La manera en que los ojos de ella buscaban los suyos y la calidez interna que le provocaban sus palabras le hicieron sentirse rendido y con la boca seca. Nunca en toda su vida nadie había luchado por él, nunca le habían dado un empujón tan fuerte y con tanta ternura.
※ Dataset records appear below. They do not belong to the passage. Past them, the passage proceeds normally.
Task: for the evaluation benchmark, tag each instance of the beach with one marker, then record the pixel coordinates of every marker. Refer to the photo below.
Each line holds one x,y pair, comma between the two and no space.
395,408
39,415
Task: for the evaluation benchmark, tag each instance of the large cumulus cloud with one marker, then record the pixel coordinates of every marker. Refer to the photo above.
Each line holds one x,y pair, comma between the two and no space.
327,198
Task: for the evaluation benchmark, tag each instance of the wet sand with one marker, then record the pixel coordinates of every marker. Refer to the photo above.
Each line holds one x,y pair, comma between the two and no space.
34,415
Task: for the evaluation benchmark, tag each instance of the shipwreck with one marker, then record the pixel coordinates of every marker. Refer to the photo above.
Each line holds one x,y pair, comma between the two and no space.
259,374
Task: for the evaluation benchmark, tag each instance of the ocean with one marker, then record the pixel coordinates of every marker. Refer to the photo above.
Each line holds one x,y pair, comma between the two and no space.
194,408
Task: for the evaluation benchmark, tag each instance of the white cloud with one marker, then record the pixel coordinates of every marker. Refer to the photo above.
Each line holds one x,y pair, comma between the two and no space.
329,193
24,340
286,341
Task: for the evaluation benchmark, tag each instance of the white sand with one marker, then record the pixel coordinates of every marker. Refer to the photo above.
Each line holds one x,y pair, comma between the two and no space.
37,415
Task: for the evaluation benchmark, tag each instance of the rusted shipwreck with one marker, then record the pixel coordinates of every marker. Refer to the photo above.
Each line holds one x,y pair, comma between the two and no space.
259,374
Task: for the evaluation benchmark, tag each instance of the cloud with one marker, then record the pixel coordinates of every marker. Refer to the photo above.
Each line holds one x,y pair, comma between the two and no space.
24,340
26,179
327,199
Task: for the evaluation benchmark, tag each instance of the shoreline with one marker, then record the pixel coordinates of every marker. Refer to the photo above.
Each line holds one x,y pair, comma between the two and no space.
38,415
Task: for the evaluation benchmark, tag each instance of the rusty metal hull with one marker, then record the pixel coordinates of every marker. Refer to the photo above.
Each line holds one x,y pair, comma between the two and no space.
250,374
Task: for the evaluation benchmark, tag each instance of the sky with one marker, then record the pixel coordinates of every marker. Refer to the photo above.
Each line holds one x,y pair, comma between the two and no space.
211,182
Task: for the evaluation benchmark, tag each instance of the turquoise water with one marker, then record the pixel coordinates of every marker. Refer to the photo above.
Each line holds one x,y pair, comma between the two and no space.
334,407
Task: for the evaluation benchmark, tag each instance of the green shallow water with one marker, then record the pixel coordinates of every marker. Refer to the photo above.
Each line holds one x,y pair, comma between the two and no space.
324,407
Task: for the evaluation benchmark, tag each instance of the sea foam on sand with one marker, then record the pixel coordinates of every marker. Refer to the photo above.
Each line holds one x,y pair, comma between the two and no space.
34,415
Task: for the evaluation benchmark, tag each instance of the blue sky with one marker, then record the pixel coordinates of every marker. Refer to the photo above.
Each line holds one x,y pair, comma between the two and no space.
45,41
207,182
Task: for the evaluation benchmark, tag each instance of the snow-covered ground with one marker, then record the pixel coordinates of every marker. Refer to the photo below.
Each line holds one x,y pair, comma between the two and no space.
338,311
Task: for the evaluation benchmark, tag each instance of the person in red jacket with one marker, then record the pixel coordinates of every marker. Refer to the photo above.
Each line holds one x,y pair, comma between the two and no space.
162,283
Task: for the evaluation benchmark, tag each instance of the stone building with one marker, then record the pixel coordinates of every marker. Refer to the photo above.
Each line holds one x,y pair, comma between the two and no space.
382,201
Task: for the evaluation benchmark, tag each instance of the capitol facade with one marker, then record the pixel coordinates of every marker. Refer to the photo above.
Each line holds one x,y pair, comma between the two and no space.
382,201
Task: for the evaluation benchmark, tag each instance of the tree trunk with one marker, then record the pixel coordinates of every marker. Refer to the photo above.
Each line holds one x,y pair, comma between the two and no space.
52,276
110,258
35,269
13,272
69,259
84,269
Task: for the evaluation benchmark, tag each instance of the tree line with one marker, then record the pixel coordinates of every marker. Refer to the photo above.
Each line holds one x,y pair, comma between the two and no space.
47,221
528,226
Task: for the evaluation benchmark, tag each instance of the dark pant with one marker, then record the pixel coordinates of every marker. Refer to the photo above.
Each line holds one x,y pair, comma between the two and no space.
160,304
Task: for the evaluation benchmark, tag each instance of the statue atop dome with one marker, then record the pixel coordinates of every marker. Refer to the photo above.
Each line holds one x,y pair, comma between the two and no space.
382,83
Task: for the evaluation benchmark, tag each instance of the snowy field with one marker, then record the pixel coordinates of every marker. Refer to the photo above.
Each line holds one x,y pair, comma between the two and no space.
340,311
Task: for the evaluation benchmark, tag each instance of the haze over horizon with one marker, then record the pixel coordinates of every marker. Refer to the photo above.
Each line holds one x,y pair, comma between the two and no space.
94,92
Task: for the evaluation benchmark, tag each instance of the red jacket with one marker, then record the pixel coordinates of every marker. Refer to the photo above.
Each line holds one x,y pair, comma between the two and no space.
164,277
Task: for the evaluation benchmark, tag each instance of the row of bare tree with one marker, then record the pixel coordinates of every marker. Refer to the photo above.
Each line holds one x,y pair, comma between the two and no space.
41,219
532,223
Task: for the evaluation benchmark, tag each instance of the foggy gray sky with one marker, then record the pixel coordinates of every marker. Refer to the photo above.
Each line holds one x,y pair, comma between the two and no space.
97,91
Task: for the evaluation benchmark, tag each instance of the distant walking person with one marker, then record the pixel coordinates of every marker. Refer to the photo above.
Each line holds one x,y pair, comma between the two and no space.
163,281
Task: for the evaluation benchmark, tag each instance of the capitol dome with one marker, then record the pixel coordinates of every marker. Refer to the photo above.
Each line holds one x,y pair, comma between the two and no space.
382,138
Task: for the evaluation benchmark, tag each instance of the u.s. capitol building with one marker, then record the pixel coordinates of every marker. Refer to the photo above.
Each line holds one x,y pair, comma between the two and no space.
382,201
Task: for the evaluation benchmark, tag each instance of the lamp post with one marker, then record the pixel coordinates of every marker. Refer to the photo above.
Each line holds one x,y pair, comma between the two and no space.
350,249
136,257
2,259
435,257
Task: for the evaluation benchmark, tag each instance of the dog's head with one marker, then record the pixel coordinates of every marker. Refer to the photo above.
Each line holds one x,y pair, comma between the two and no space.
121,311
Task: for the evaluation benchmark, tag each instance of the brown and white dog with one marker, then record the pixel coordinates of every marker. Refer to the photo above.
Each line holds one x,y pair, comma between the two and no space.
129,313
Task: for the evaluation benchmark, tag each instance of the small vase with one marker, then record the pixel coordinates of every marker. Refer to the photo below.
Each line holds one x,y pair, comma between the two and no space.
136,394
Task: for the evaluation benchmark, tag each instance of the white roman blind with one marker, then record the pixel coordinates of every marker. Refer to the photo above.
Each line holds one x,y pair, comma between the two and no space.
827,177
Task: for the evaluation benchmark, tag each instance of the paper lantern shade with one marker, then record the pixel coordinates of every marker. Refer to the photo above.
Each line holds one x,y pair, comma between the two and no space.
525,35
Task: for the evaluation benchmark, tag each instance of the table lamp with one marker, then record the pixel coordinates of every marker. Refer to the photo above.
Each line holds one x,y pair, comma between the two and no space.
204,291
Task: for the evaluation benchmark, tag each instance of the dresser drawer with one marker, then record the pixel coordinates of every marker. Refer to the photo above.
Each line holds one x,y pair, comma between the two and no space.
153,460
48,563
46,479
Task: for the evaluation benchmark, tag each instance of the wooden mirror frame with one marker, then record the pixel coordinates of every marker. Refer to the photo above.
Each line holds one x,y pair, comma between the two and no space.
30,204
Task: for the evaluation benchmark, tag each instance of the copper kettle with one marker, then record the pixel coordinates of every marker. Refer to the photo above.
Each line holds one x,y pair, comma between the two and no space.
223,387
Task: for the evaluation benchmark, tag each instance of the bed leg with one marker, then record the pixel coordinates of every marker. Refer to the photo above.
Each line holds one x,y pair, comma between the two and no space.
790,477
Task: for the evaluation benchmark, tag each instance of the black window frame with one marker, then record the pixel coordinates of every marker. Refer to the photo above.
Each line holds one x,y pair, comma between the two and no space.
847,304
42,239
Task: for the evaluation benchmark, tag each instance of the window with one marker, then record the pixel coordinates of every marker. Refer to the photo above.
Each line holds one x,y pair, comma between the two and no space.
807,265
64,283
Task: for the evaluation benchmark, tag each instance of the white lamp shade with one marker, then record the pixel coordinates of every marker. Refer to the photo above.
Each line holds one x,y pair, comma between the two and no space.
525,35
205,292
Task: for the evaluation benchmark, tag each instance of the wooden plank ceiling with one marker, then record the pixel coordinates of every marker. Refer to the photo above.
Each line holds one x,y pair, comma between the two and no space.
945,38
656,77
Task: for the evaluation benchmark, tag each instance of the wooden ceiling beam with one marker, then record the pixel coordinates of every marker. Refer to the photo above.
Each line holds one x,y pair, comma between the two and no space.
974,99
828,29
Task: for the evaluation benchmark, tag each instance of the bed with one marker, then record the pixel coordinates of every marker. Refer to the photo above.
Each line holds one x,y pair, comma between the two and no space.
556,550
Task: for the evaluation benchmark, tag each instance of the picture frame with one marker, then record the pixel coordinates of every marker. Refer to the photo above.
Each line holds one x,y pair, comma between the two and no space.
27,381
Si él no podía darse por completo, hoy en día, a su arte, sí podría por lo menos darse por completo a ella.

—Sólo con una condición —susurró él.

—¿Cuál? —murmuró ella mientras le pasaba los dedos por el pelo.

—Qué vayas a la universidad conmigo y que nunca dejes de mirarme de esta manera cuando te muestre mi trabajo.

—¿Cómo podría dejar de mirarte de esta manera, si tú y tu trabajo me hacen saber que todavía hay esperanza, amor y belleza en el mundo? —Le dio un beso en los labios y meneó la cabeza—. José, tú también me haces sentir que no estoy loca por soñar… Yo he visto esas mismas imágenes antes. Empezaba a verlas cada vez que cerraba los ojos por la noche, como unos pequeños puntitos encendidos por unas luces traseras… luego la imagen se hacía más clara, porque mi cuerpo se elevaba por encima de ella y obtenía una imagen aérea. Y así es exactamente como tú has dibujado esas imágenes, punto por punto.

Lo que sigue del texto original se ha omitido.